I got my old computer back today. They slapped a new hard drive into the laptop and it works like new - literally new, there's nothing on it, none of my programs and none of my old files, just lots and lots of unused disk space (1 terabyte to be precise).
However, it's slowly dawning on me that all is not quite as lost as I had thought. As I mentioned yesterday, I can start re-scanning my old photos again (oh boy, another time-wasting project!) but more importantly, most of the best of my old digital photographs have been posted right here on this very blog since 2004. I used to use a lot of "found" imagery here, but even then, if I had traveled or took a particularly interesting picture, it got posted here. I've still lost a lot, but I've been posting my favorite pictures right here for almost 12 years now, and there's no reason I can't begin another time-wasting project and start downloading those pics that I had previously uploaded.
I've also burned a lot of MP3 music to CD for listening to in my car ("fair use," man!) and while I don't have everything on CD, it's the stuff I liked the most that I wanted in my car, so the best is still recoverable. I'm listening to my old beloved Sung Tongs (2003) by Animal Collective right now.

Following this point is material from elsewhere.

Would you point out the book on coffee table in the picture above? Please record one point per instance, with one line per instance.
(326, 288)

The tree's still up. I got a bid back from only one of the three contractors who looked at the tree yesterday, and he wants $8,500 to just remove the branches hanging over my house and to cut the trunk down to the same height as its distance to the house. Anything lower that that would be too heavy to carry away. That would effectively kill the tree and it will most certainly fall eventually, but when it does it will be too short to hit me. It feels like a temporary solution, kicking the can down the road if you will, but it may be my only option, although one that could spare me and my house grievous injury.
I walked a couple of miles on the Eastside Beltline Trail today (I live near the Westside trail). It's a very different experience - while near me the trail runs mostly through residential neighborhoods, the Eastside trail runs through a mixed-use commercial area, and there are abundant shops, restaurants, taverns, and townhomes popping up all along the trail. Most interesting to me, though, was that the trail connects parts of town I never realized were so close to each other, as before the trail, my automobile route to The Masquerade, say, on North Avenue went nowhere remotely near, say, Freedom Park off North Highland, but in crow-flying reality they're less than a mile apart.
Sort of makes me look at things differently.